Migratory species like this slate-throated redstart (Myioborus miniatus) in Costa Rica find sanctuary in traditional coffee farms that mimic natural processes and remain shaded. In fact, biologists at the Smithsonian Migratory Bird Center found that traditionally managed coffee and cacao (chocolate) farms support over 150 species of birds. These numbers are only exceeded in undisturbed tropical forests and some species even prefer traditional coffee habitats.
Consumers willing to pay slightly more for bird-friendly and shade coffee have the opportunity to influence land use and conservation that may help conserve not just the birds in their backyard, but countless other tropical and cloud forest species as well.
"Water is life ... care for it!!"
Water is one of the most defining and noticable features to any visiter to the cloud forest. At higher elevations you may literally walk through forest trails draped in cloud mist. With so much air-borne moisture available, mosses and ephiphytes or, "air plants," droop down everywhere to capture it, while mountain streams collect and filter this water into rivers spilling out of the mountains and into the lowlands.
By stripping water from windblown fog, cloud forests provide a crucial hydrologic function. Without cloud forest trees, much of this moisture would never otherwise fall to the ground. This extra water amounts to about 20 percent of ordinary rainfall, providing a huge boon to life downstream, including humans.

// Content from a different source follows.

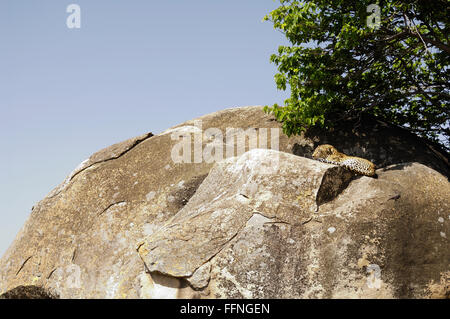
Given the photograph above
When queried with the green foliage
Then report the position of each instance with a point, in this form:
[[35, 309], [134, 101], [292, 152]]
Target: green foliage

Water collected from cloud forests provides a consistent water supply to major rivers important for water consumption, irrigation and hydrolectric power for many people and governments. The environmental and economic benefits of these "ecosystem services" alone are reason enough to conserve cloud forests.
Disappearing in the mist
Cloud forests are highly sensitive to climate change because of their dependence on cloud moisture from weather and their geography on slopes. As Earth's climate changes, it is expected that cloud forest habitat will increase with altitude, forcing many species to shift their ranges upslope if they can.
As temperatures increase and weather patterns change, it is also likely that cloud forests stand more risk of drying out and being stressed by increasing extreme weather events like hurricanes. Some biologists worry that if nothing is done to save these forests, we may have only a couple decades left before they are gone.
As fresh storm clouds envelop the hills below in a misty cloak, I bundle on a jacket from my ridgetop perch in the San Luis valley in Costa Rica. During the rainy season I used to come here to watch the clouds roll in like clockwork every afternoon, obscuring the forests below in a beautiful dance. It is my favorite disappearing act. But I wonder, when the mist clears will the cloud forests still remain?